11/03/2007

153 Days to Opening Day 2008

Opening Day 2008 for the Timber Rattlers is April 3. That is 153 days from today. This off-season, the countdown will be based on books. Each day between now and Opening Day 2008, I will pick a random book out of my library and excerpt a passage off the page number corresponding with the number of days remaining to the first pitch of the new season. I will try not to repeat a book during the countdown.

Today’s book is Fatal Victories by William Weir. This is a book about battles won, but wars eventually lost.

The excerpt is from page 153 and the end of the story of General Braxton Bragg, the commander of the Confederate forces at Chickamauga in 1863.

No soldiers had fought more valiantly than the riflemen of the Army of Tennessee. But every army’s morale has a breaking point. Bragg’s army reached its at Chickamauga. The victory that should have given a lift to the entire South had crushed the victorious army. Chattanooga merely proclaimed the fact to the world.

Chattanooga finished Bragg, just as Chickamauga finished Rosecrans. Rosecrans, though, was able to go back to his business and even be elected to Congress.

After that insult from the troops he cherished, Bragg was a broken man.

Nevertheless, he did his duty to the end. He served as military advisor to President Davis. Just before the last shot, he was called on for the most hopeless of tasks – to stop Sherman, leading what was probably the finest army ever fielded in North America, with a ragtag corporal’s guard.

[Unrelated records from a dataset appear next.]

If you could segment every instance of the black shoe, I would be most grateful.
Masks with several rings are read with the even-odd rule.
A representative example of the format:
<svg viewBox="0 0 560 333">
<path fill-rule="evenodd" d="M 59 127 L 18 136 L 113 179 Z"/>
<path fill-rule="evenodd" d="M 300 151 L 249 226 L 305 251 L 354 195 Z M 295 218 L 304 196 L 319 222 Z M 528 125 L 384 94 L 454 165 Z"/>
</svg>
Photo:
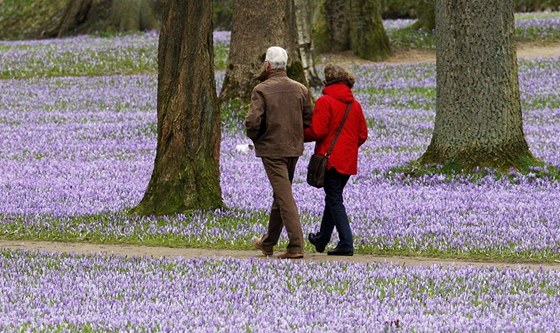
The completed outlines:
<svg viewBox="0 0 560 333">
<path fill-rule="evenodd" d="M 354 250 L 342 250 L 339 248 L 334 248 L 332 250 L 330 250 L 329 252 L 327 252 L 327 254 L 329 256 L 347 256 L 347 257 L 351 257 L 354 255 Z"/>
<path fill-rule="evenodd" d="M 309 243 L 313 244 L 313 246 L 315 246 L 315 251 L 319 252 L 319 253 L 323 253 L 325 252 L 325 246 L 319 246 L 319 240 L 317 239 L 317 234 L 314 233 L 310 233 L 307 236 L 307 239 L 309 240 Z"/>
</svg>

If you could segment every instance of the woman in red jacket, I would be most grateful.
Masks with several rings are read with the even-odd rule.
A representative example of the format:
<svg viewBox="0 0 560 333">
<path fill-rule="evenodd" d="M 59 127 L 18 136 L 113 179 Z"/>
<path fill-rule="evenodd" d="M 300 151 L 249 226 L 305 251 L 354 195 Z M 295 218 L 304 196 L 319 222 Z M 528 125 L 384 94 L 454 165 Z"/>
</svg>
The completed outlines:
<svg viewBox="0 0 560 333">
<path fill-rule="evenodd" d="M 335 143 L 327 163 L 325 175 L 325 209 L 321 228 L 310 233 L 309 242 L 317 252 L 323 252 L 331 240 L 333 229 L 338 232 L 338 245 L 329 255 L 354 254 L 352 229 L 344 207 L 343 191 L 350 175 L 358 172 L 358 147 L 367 139 L 368 129 L 362 106 L 352 95 L 354 76 L 340 66 L 325 66 L 325 88 L 317 100 L 311 125 L 305 130 L 305 141 L 316 141 L 315 153 L 325 155 L 342 122 L 348 104 L 348 118 Z"/>
</svg>

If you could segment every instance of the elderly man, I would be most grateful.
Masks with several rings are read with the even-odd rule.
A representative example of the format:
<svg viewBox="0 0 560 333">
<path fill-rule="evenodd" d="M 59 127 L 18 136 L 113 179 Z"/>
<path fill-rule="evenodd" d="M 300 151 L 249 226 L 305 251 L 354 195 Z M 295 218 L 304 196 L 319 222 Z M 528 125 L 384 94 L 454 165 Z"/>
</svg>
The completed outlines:
<svg viewBox="0 0 560 333">
<path fill-rule="evenodd" d="M 303 154 L 303 131 L 311 122 L 309 90 L 286 74 L 288 54 L 281 47 L 266 51 L 264 72 L 251 94 L 245 118 L 247 136 L 253 141 L 272 185 L 273 202 L 268 232 L 253 238 L 253 245 L 266 256 L 273 254 L 282 228 L 288 233 L 288 246 L 281 259 L 303 258 L 303 232 L 292 180 L 299 156 Z"/>
</svg>

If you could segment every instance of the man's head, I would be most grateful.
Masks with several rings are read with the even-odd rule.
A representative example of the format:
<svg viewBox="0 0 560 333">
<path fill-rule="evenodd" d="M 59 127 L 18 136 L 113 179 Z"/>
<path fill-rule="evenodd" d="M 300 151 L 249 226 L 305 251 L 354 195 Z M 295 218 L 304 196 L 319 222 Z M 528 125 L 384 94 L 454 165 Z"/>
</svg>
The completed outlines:
<svg viewBox="0 0 560 333">
<path fill-rule="evenodd" d="M 288 52 L 280 46 L 271 46 L 266 50 L 266 58 L 264 61 L 270 64 L 270 68 L 267 69 L 286 69 Z"/>
</svg>

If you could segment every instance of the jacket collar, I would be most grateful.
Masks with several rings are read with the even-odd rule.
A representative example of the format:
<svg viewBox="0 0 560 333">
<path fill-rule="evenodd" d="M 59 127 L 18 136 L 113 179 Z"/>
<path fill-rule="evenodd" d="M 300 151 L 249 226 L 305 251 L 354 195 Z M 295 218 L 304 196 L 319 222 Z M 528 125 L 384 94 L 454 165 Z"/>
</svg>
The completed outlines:
<svg viewBox="0 0 560 333">
<path fill-rule="evenodd" d="M 262 72 L 257 77 L 257 80 L 263 82 L 263 81 L 266 81 L 266 80 L 270 79 L 271 77 L 283 77 L 283 76 L 288 76 L 285 69 L 271 69 L 271 70 Z"/>
</svg>

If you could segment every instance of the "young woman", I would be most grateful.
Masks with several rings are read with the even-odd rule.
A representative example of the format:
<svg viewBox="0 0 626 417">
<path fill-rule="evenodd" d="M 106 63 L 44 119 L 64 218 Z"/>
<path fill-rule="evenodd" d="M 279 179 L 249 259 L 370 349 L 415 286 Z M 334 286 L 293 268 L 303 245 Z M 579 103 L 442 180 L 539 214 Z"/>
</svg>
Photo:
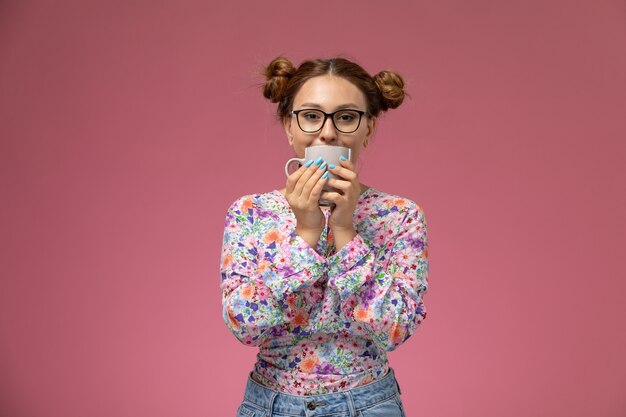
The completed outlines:
<svg viewBox="0 0 626 417">
<path fill-rule="evenodd" d="M 237 415 L 404 416 L 387 352 L 426 317 L 426 219 L 413 201 L 362 184 L 355 169 L 376 117 L 402 103 L 404 82 L 342 58 L 295 68 L 279 57 L 266 76 L 264 96 L 278 103 L 297 157 L 331 145 L 350 148 L 352 161 L 308 161 L 285 188 L 228 209 L 224 321 L 259 347 Z"/>
</svg>

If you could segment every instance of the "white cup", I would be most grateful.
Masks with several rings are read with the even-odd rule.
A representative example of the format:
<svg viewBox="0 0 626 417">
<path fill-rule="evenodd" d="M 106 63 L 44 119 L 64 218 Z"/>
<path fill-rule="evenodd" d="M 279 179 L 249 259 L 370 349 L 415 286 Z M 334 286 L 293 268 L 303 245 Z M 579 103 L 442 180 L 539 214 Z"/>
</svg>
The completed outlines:
<svg viewBox="0 0 626 417">
<path fill-rule="evenodd" d="M 345 148 L 343 146 L 329 146 L 329 145 L 318 145 L 318 146 L 309 146 L 304 149 L 304 158 L 291 158 L 285 164 L 285 175 L 289 176 L 291 173 L 289 172 L 289 165 L 292 162 L 299 162 L 300 165 L 304 165 L 309 161 L 315 161 L 318 157 L 322 157 L 323 161 L 326 161 L 327 165 L 334 164 L 335 166 L 341 166 L 339 161 L 341 157 L 345 157 L 348 161 L 352 160 L 352 150 L 350 148 Z M 328 171 L 328 178 L 337 178 L 332 172 Z M 335 188 L 332 188 L 328 185 L 328 183 L 324 184 L 324 191 L 337 191 Z M 334 206 L 335 203 L 329 200 L 320 199 L 320 206 Z"/>
</svg>

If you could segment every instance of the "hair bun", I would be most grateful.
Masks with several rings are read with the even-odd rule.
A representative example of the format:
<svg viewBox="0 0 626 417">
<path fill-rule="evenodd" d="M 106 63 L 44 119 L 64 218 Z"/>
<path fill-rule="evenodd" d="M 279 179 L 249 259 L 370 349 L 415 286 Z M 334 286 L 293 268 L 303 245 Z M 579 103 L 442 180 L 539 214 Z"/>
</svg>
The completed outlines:
<svg viewBox="0 0 626 417">
<path fill-rule="evenodd" d="M 284 96 L 289 79 L 296 72 L 290 60 L 279 56 L 274 58 L 272 62 L 265 67 L 265 78 L 267 79 L 263 86 L 263 96 L 272 103 L 278 103 Z"/>
<path fill-rule="evenodd" d="M 395 109 L 404 100 L 404 80 L 393 71 L 381 71 L 374 75 L 374 82 L 382 96 L 382 110 Z"/>
</svg>

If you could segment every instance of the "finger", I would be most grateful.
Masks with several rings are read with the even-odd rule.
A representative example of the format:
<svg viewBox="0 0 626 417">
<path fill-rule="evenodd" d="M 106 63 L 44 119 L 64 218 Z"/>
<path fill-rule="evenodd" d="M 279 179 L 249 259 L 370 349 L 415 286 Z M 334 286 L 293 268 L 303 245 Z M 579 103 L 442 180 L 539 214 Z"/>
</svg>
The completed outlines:
<svg viewBox="0 0 626 417">
<path fill-rule="evenodd" d="M 287 177 L 287 194 L 291 194 L 293 192 L 293 189 L 295 188 L 296 183 L 298 182 L 302 174 L 304 174 L 306 169 L 307 168 L 304 165 L 301 165 L 300 168 L 292 172 Z"/>
<path fill-rule="evenodd" d="M 328 179 L 324 178 L 324 177 L 320 177 L 319 180 L 315 183 L 315 185 L 313 186 L 313 188 L 311 189 L 311 194 L 309 194 L 309 204 L 317 204 L 317 202 L 320 199 L 320 196 L 322 195 L 322 190 L 324 188 L 324 185 L 326 185 L 326 183 L 328 182 Z"/>
<path fill-rule="evenodd" d="M 296 188 L 294 191 L 294 196 L 296 196 L 296 198 L 300 202 L 301 207 L 313 206 L 313 204 L 310 202 L 311 190 L 319 181 L 320 177 L 324 174 L 324 170 L 321 169 L 319 165 L 313 164 L 311 168 L 313 168 L 312 172 L 307 172 L 302 176 L 302 178 L 300 178 L 300 181 L 298 181 L 298 183 L 296 184 Z"/>
<path fill-rule="evenodd" d="M 354 164 L 349 159 L 346 159 L 345 161 L 343 159 L 339 159 L 339 164 L 343 167 L 348 168 L 350 171 L 356 171 L 354 168 Z"/>
<path fill-rule="evenodd" d="M 319 160 L 319 161 L 318 161 Z M 319 166 L 321 165 L 321 158 L 318 158 L 318 160 L 316 160 L 315 162 L 319 162 L 319 164 L 316 164 L 315 162 L 311 163 L 308 167 L 305 166 L 305 171 L 302 174 L 302 176 L 300 176 L 300 178 L 298 178 L 298 181 L 296 181 L 296 184 L 294 186 L 294 190 L 293 192 L 300 197 L 303 193 L 303 189 L 306 185 L 306 183 L 309 181 L 309 179 L 315 175 L 317 173 L 317 171 L 319 170 Z"/>
<path fill-rule="evenodd" d="M 304 187 L 302 188 L 302 197 L 306 199 L 308 203 L 311 203 L 311 200 L 316 198 L 314 189 L 318 187 L 320 183 L 322 183 L 321 186 L 326 183 L 326 179 L 322 179 L 322 175 L 326 172 L 326 168 L 326 163 L 322 163 L 318 167 L 317 171 L 307 180 L 306 184 L 304 184 Z M 317 197 L 319 197 L 319 192 Z"/>
<path fill-rule="evenodd" d="M 324 191 L 322 192 L 320 197 L 323 198 L 324 200 L 332 201 L 335 204 L 341 201 L 341 194 L 335 191 Z"/>
<path fill-rule="evenodd" d="M 354 181 L 357 179 L 358 174 L 352 169 L 353 165 L 350 161 L 341 161 L 342 164 L 350 164 L 349 166 L 337 166 L 334 165 L 334 168 L 328 168 L 330 172 L 337 175 L 338 177 L 344 178 L 347 181 Z"/>
<path fill-rule="evenodd" d="M 340 179 L 336 179 L 336 178 L 329 178 L 328 179 L 328 186 L 330 186 L 332 188 L 336 188 L 338 190 L 341 190 L 344 193 L 346 191 L 350 190 L 350 188 L 353 187 L 353 185 L 352 185 L 352 183 L 350 181 L 340 180 Z"/>
</svg>

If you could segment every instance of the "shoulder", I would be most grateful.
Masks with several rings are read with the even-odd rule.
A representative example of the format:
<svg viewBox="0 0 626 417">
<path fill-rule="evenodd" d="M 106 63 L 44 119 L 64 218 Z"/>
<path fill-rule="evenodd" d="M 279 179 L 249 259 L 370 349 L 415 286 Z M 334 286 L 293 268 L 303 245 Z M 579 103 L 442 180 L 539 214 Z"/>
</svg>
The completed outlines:
<svg viewBox="0 0 626 417">
<path fill-rule="evenodd" d="M 377 210 L 378 212 L 395 212 L 403 218 L 424 218 L 424 209 L 422 206 L 408 197 L 370 188 L 366 195 L 365 202 L 370 209 Z"/>
<path fill-rule="evenodd" d="M 228 207 L 229 214 L 253 215 L 259 210 L 271 210 L 280 204 L 280 199 L 276 195 L 277 191 L 269 191 L 257 194 L 245 194 Z"/>
</svg>

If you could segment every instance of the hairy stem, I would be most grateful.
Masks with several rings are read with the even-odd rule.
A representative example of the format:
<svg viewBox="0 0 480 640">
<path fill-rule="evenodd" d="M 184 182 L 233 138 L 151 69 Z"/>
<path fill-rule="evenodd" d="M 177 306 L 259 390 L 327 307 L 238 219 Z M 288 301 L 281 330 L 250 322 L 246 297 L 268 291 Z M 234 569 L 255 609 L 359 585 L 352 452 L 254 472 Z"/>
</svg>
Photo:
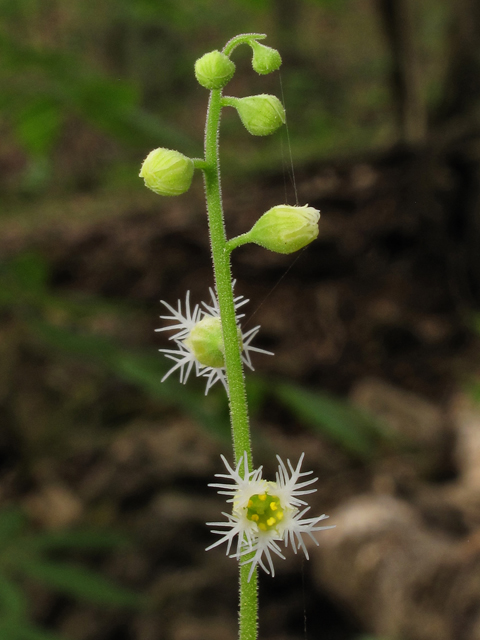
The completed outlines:
<svg viewBox="0 0 480 640">
<path fill-rule="evenodd" d="M 225 369 L 235 462 L 238 463 L 246 451 L 248 464 L 252 469 L 247 395 L 233 299 L 230 251 L 227 250 L 220 188 L 218 135 L 221 111 L 222 91 L 216 89 L 211 91 L 208 104 L 205 127 L 205 164 L 201 166 L 198 163 L 198 165 L 200 165 L 199 168 L 202 168 L 205 179 L 213 270 L 225 347 Z M 243 473 L 246 471 L 243 469 Z M 245 565 L 240 567 L 240 640 L 256 640 L 257 638 L 257 570 L 255 569 L 250 582 L 248 582 L 248 573 L 249 569 Z"/>
<path fill-rule="evenodd" d="M 250 232 L 242 233 L 241 236 L 237 236 L 236 238 L 232 238 L 227 242 L 226 250 L 231 253 L 237 247 L 241 247 L 243 244 L 248 244 L 252 242 L 250 240 Z"/>
<path fill-rule="evenodd" d="M 240 44 L 248 44 L 252 40 L 264 40 L 266 37 L 265 33 L 242 33 L 227 42 L 223 47 L 223 53 L 229 56 Z"/>
</svg>

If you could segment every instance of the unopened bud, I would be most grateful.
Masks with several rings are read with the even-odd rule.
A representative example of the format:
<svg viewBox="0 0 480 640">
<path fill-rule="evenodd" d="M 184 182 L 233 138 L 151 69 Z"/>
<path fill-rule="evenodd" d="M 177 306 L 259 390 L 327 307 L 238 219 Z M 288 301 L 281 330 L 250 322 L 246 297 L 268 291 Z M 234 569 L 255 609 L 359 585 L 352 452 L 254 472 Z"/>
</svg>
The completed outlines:
<svg viewBox="0 0 480 640">
<path fill-rule="evenodd" d="M 206 89 L 222 89 L 235 73 L 235 64 L 221 51 L 210 51 L 195 63 L 195 77 Z"/>
<path fill-rule="evenodd" d="M 220 318 L 206 317 L 195 324 L 184 344 L 200 364 L 214 369 L 225 366 L 222 323 Z"/>
<path fill-rule="evenodd" d="M 145 158 L 140 177 L 145 186 L 161 196 L 179 196 L 190 188 L 193 160 L 172 149 L 154 149 Z"/>
<path fill-rule="evenodd" d="M 238 329 L 238 339 L 242 348 L 242 332 Z M 220 369 L 225 366 L 222 321 L 206 316 L 191 329 L 183 344 L 190 349 L 195 359 L 205 367 Z"/>
<path fill-rule="evenodd" d="M 269 209 L 246 234 L 250 242 L 277 253 L 293 253 L 318 236 L 320 212 L 281 204 Z"/>
<path fill-rule="evenodd" d="M 280 100 L 266 93 L 247 98 L 224 98 L 235 107 L 245 129 L 254 136 L 268 136 L 285 124 L 285 109 Z"/>
<path fill-rule="evenodd" d="M 252 67 L 260 75 L 276 71 L 282 64 L 282 58 L 276 49 L 266 47 L 256 40 L 250 42 L 253 51 Z"/>
</svg>

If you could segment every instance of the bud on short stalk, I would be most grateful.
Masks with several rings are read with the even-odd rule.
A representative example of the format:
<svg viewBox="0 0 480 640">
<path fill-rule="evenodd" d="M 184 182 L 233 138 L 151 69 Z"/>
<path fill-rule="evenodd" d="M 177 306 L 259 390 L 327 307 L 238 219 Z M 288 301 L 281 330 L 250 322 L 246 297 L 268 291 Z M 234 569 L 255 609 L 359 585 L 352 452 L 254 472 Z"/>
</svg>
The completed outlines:
<svg viewBox="0 0 480 640">
<path fill-rule="evenodd" d="M 252 40 L 249 44 L 253 51 L 252 67 L 254 71 L 260 75 L 266 75 L 280 67 L 282 58 L 276 49 L 266 47 L 256 40 Z"/>
<path fill-rule="evenodd" d="M 234 73 L 235 64 L 220 51 L 210 51 L 195 63 L 195 77 L 206 89 L 222 89 Z"/>
<path fill-rule="evenodd" d="M 320 212 L 308 205 L 281 204 L 264 213 L 248 233 L 230 240 L 227 247 L 231 251 L 253 242 L 276 253 L 294 253 L 318 236 L 319 219 Z"/>
<path fill-rule="evenodd" d="M 140 177 L 160 196 L 179 196 L 190 188 L 194 172 L 191 158 L 172 149 L 154 149 L 145 158 Z"/>
<path fill-rule="evenodd" d="M 243 126 L 254 136 L 268 136 L 285 124 L 285 109 L 276 96 L 225 97 L 222 103 L 238 111 Z"/>
</svg>

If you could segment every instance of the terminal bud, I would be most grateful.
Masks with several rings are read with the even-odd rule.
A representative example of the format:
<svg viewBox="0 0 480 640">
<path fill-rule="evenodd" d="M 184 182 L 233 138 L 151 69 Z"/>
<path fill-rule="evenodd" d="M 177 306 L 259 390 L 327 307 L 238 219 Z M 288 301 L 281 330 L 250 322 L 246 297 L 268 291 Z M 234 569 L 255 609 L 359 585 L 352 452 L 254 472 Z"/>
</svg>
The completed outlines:
<svg viewBox="0 0 480 640">
<path fill-rule="evenodd" d="M 222 89 L 235 73 L 235 64 L 221 51 L 210 51 L 195 63 L 195 77 L 206 89 Z"/>
<path fill-rule="evenodd" d="M 281 204 L 269 209 L 245 234 L 249 242 L 276 253 L 293 253 L 318 236 L 320 212 L 313 207 Z"/>
<path fill-rule="evenodd" d="M 253 51 L 252 67 L 260 75 L 276 71 L 282 64 L 282 58 L 276 49 L 266 47 L 256 40 L 250 42 Z"/>
<path fill-rule="evenodd" d="M 245 129 L 254 136 L 269 136 L 285 124 L 285 109 L 276 96 L 266 93 L 247 98 L 224 98 L 235 107 Z"/>
<path fill-rule="evenodd" d="M 140 177 L 160 196 L 179 196 L 190 188 L 193 160 L 172 149 L 154 149 L 145 158 Z"/>
</svg>

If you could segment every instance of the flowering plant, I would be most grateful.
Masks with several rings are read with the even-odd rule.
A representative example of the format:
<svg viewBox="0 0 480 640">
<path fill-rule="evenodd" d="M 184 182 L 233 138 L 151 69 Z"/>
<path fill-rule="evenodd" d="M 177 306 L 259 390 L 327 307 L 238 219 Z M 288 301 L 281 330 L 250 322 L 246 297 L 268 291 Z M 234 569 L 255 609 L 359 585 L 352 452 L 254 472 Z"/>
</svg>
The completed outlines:
<svg viewBox="0 0 480 640">
<path fill-rule="evenodd" d="M 195 371 L 197 376 L 206 378 L 205 393 L 216 382 L 221 382 L 228 395 L 236 466 L 231 467 L 222 456 L 228 473 L 217 474 L 217 477 L 229 483 L 211 486 L 228 496 L 232 512 L 223 514 L 226 520 L 210 523 L 219 527 L 213 533 L 219 534 L 220 538 L 209 549 L 226 542 L 229 554 L 236 540 L 233 557 L 240 565 L 240 640 L 257 638 L 257 567 L 272 576 L 275 574 L 272 553 L 284 557 L 279 545 L 282 541 L 285 546 L 290 544 L 295 553 L 302 549 L 308 558 L 304 536 L 316 543 L 313 534 L 329 528 L 318 526 L 326 515 L 304 517 L 310 507 L 299 496 L 315 491 L 307 487 L 316 478 L 306 479 L 312 472 L 300 471 L 303 454 L 295 468 L 289 460 L 287 468 L 278 458 L 275 482 L 264 480 L 262 467 L 254 469 L 252 463 L 243 365 L 253 369 L 251 352 L 271 354 L 251 344 L 260 327 L 244 332 L 240 325 L 243 314 L 238 310 L 248 300 L 243 296 L 234 297 L 230 255 L 236 247 L 247 242 L 278 253 L 298 251 L 317 237 L 320 215 L 308 205 L 278 205 L 261 216 L 250 231 L 227 240 L 218 149 L 222 110 L 225 107 L 236 109 L 244 127 L 256 136 L 270 135 L 286 122 L 284 107 L 276 96 L 223 96 L 224 87 L 235 73 L 235 64 L 230 57 L 239 45 L 251 48 L 252 66 L 257 73 L 271 73 L 280 67 L 282 60 L 278 51 L 258 42 L 265 37 L 257 33 L 236 36 L 222 51 L 211 51 L 197 60 L 195 76 L 201 86 L 210 90 L 204 157 L 187 158 L 178 151 L 155 149 L 148 154 L 140 171 L 145 185 L 165 196 L 187 191 L 195 169 L 203 173 L 215 292 L 210 289 L 211 304 L 203 302 L 193 309 L 190 292 L 187 292 L 184 309 L 181 301 L 176 309 L 163 301 L 170 315 L 161 318 L 171 324 L 157 331 L 174 332 L 170 340 L 175 348 L 160 349 L 174 363 L 163 380 L 179 371 L 180 382 L 186 383 Z"/>
</svg>

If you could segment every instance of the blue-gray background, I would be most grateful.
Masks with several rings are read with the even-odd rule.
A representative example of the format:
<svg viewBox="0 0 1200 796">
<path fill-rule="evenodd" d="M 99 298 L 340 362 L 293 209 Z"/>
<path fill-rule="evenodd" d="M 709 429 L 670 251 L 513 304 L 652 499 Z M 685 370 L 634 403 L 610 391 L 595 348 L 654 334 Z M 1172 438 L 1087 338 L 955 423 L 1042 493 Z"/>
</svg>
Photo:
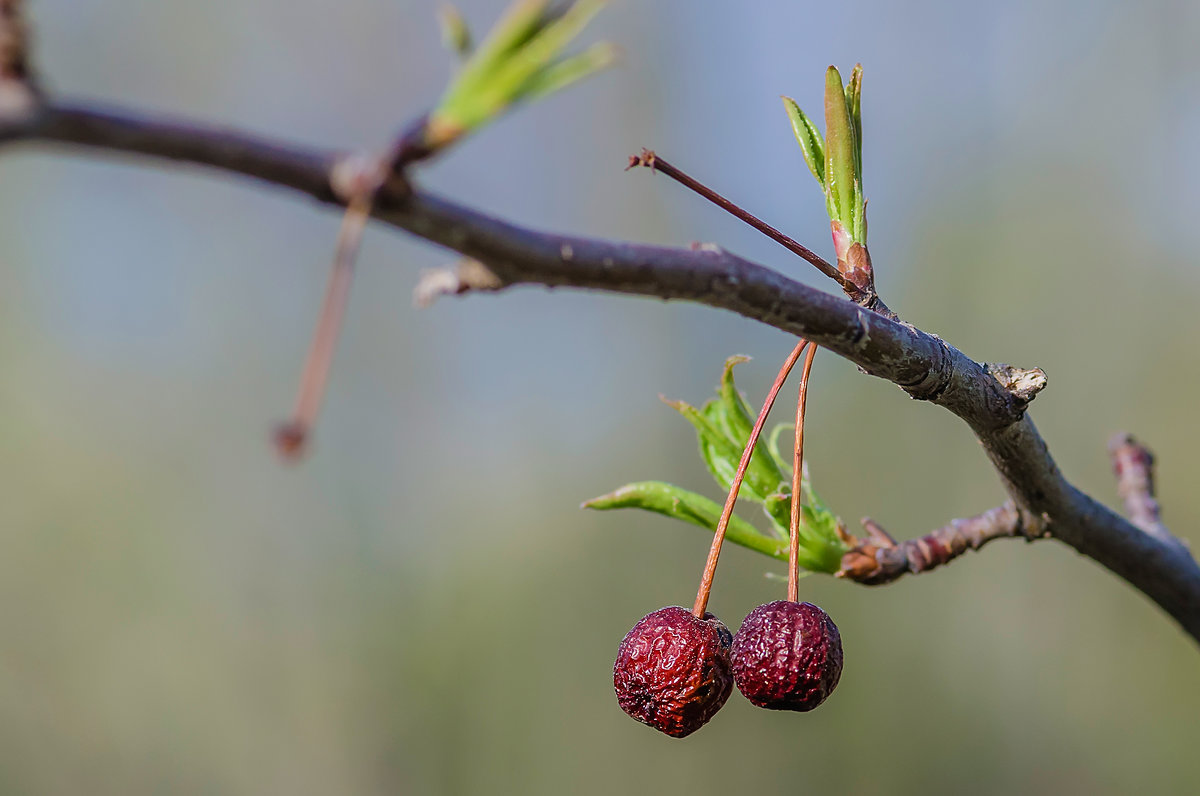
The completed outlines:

He failed, as anyone would have failed. The Confederate States of America disappeared, ad President Davis was imprisoned. To many, the Confederacy was a romantic lost cause, but there was little sympathy for the man who saw the southern dream evaporate before his eyes.

When the war ended, Bragg wandered through the South, lonely and unsuccessful. He tried civil engineering, selling real estate and selling insurance. He failed at everything. When, 17 years after Chickamauga, he fell over dead on a Galveston street, Braxton Bragg possessed little but his flinty integrity.

Put today’s entry into a baseball context.